The Q in the dual-phase α/β region is higher than that in the single-phase β region due to dynamic globularization of the lamellar α phase. The m values in the α/β and β regions were obtained as 0.36 to 0.38, and 0.33 to 0.34, respectively. Therefore, the n values in the α/β and β regions were measured as 2.6 to 2.8, and 2.9 to 3, respectively. However, the p value could not be obtained since the only one grain size was evaluated in the alloy. There are two important theories for GBS accommodation mechanisms [43, 44]: Rachinger mechanism supposed that sliding is accommodated by dislocations motion. However, Lifshitz mechanism assumed that sliding is a consequence of diffusion [45]. The Rachinger grain boundary sliding mechanism is more acceptable in the single phase β region due to the deformation parameters achieved as m ≈ 0.33 (i.e. n ≈ 3), Q = QL (179–187 kJ/mol), and near-equiaxed grains of β phase. However, in the dual-phase α/β region DRX and decomposition of α colonies encourage the superplastic behavior of the alloy; Since the m value and Q becomes higher.

5 CONCLUSIONS

(1) At 750 and 800°C, typical superplastic deformation occurs.
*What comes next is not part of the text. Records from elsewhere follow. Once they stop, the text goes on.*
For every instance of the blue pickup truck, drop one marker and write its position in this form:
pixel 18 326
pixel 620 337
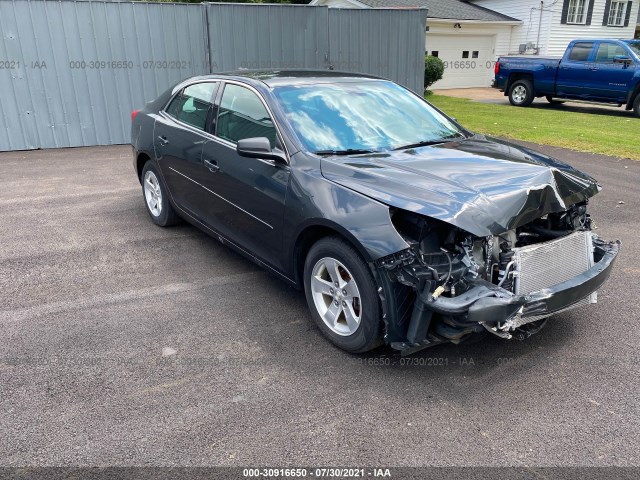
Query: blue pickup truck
pixel 604 71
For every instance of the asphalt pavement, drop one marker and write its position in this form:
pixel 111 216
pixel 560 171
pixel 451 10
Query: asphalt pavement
pixel 122 343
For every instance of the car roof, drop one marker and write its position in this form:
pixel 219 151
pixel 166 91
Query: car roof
pixel 274 78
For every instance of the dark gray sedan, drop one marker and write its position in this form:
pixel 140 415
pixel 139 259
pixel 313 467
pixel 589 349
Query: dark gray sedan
pixel 400 225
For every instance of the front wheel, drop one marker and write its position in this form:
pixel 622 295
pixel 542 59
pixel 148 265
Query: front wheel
pixel 342 296
pixel 521 93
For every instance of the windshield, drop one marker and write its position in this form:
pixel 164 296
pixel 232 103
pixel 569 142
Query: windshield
pixel 362 116
pixel 635 46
The maximum elongation of 440% is obtained at 800°C, where the strain rate sensitivity became 0.38. Hence, the m value distribution map of the SP-700 alloy could predict the optimal condition for the superplastic deformation.

(2) The highest m value was obtained in the temperature range of 770–820°C and strain rates of 0.001–0.01 s–1.

(3) The microstructures of the alloy in the temperature range of 700–800°C consist of the globular α phase. However, it was removed entirely in the tip fracture of the specimen superplastically deformed at 900°C.

(4) In the single phase β region, the m value of 0.33, the similarity between the estimated Q and QL, and appearance of near-equiaxed β grains suggested that Rachinger GBS mechanism is the dominant phenomenon during deformation of the SP-700 alloy tested in this work.

(5) In the dual-phase α/β region, the higher m and Q values proposed that DRX and decomposition of α colonies encourage the superplasticity in the alloy.